Monte Carlo Tree Search Solver

Monte Carlo Tree Search (MCTS) is a forward search algorithm that has achieved remarkable success in playing the game of Go and many other games where accurate evaluation functions are difficult to develop (see the chapter on computer Go, written by Yoshizoe and Müller). MCTS combines tree search with Monte Carlo simulation that is used to evaluate a leaf node. In addition to Monte Carlo simulation results, if game-theoretic values of wins or losses are available, the MCTS-Solver propagates back these values (Winands et al. 2008). This modification enables MCTS-Solver to solve positions.

Probability Propagation

Instead of using proof and disproof numbers as the criteria to explore an AND/OR tree, probability propagation (PP) performs best-first forward search based on a probability of a first player win for each node in an AND/OR tree (Pearl 1984; Stern et al. 2007).
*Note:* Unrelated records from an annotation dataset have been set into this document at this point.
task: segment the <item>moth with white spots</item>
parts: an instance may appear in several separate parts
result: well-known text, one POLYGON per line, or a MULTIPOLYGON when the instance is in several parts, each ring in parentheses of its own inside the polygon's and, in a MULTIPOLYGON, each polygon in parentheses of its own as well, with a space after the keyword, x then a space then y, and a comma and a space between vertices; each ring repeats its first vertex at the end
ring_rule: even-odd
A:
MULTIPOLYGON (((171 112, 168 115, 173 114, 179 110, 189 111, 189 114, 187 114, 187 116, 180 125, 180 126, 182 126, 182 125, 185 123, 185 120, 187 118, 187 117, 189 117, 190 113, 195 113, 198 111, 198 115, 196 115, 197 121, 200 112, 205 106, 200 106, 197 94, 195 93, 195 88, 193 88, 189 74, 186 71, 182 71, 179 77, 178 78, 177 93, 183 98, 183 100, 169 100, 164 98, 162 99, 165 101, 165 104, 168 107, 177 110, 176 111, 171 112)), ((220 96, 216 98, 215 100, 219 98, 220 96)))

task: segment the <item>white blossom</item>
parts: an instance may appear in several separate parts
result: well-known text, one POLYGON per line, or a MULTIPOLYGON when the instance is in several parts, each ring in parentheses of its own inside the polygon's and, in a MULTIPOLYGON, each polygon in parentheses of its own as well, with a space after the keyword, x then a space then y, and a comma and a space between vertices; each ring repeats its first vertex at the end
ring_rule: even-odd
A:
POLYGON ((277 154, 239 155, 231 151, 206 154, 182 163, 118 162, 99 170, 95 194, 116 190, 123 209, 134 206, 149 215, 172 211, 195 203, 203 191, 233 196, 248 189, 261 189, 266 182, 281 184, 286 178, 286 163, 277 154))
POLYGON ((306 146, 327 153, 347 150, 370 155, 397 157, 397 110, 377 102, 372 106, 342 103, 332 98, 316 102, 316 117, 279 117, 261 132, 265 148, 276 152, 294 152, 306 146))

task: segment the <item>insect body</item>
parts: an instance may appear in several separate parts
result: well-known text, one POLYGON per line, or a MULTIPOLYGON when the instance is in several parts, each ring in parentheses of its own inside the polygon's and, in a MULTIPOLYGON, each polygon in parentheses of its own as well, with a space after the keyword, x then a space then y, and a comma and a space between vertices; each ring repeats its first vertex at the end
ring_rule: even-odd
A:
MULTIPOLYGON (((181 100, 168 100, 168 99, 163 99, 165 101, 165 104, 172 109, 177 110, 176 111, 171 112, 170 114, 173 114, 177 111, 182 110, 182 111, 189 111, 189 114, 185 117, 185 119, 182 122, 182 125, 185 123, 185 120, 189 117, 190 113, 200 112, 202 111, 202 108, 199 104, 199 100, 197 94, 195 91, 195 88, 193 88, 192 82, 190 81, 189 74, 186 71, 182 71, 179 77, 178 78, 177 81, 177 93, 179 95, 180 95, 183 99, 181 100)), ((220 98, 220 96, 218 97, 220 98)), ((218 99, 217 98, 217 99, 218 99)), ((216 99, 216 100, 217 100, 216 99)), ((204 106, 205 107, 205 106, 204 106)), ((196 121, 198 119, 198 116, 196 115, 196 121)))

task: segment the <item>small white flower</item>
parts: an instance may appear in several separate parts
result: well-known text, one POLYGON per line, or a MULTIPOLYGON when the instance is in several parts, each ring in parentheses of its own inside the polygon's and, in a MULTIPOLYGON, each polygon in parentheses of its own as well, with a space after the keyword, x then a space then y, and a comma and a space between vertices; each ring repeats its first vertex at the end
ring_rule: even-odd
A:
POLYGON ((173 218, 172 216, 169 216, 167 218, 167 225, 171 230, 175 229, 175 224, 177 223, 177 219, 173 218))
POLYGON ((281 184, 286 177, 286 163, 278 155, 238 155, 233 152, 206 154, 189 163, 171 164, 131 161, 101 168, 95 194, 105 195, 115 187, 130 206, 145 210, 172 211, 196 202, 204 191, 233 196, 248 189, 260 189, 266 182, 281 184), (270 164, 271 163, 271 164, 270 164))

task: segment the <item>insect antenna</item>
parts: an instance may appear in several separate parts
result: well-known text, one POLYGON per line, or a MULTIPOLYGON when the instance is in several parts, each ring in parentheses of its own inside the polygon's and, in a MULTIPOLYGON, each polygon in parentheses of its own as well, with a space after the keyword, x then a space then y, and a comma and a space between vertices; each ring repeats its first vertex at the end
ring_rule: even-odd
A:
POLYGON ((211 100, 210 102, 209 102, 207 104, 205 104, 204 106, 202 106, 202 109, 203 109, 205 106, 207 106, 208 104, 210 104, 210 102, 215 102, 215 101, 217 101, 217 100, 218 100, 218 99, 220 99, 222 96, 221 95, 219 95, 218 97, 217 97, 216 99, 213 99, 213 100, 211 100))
Enhancements similar to the ones for PNS can be incorporated into PP, including heuristic initialization (Stern et al. 2007), transposition tables, and two-level search (Saffidine and Cazenave 2013).

Results Accomplished on Solving Games

The techniques described thus far contributed to solving many nontrivial, popular games that people actually play, such as Awari (Romein and Bal 2003), checkers (Schaeffer et al. 2007), Connect-Four (see http://tromp.github.io/c4/c4.html and (Allis 1988), and Go-Moku (Allis et al. 1996).

Researchers use games with smaller boards as a research test bed to develop new algorithms. Examples of games solved in this way are 5 × 5 Go (van der Werf et al. 2003), 6 × 6 Othello (see http://www.tothello.com/), 10 × 10 Hex (Pawlewicz and Hayward 2014), and 5 × 6 Amazons (Song and Müller 2014).

In chess, endgame databases are constructed for most positions with 3–7 pieces (see http://chessok.com/?page_id=27966). Puzzle or endgame solvers based on PNS variants have been developed to achieve state-of-the-art performance in many games, such as chess (Breuker 1998), checkers (Schaeffer et al. 2007), Hex (Arneson et al. 2011), life and death in Go (Kishimoto and Muller 2005), and tsume-shogi (Seo et al. 2001; Nagai 2002; Kishimoto 2010). In particular, research on tsume-shogi has achieved remarkable success by testing with many difficult tsume-shogi problems created by human experts. State-of-the-art solvers based on df-pn can solve all the existing hard problems with solution sequences longer than 300 steps, including Microcosmos with 1525 steps.

Sophisticated game solvers combine many of the techniques discussed. For example, the checkers solver of Schaeffer et al. (2007) incorporates PNS, df-pn, αβ, endgame databases, and many other game-independent and game-specific enhancements.

Conclusions

This chapter presented an overview of the techniques for weakly or strongly solving games or game positions. Game positions can be solved by forward search, backward search, or a combination. As standard algorithms to perform forward search, the chapter introduced αβ and PNS variants. Backward search for building endgame databases uses retrograde analysis. Additionally, the chapter gave an overview of other approaches including threat-space search, MCTS and PP, followed by a summary of the results accomplished thus far on solving games.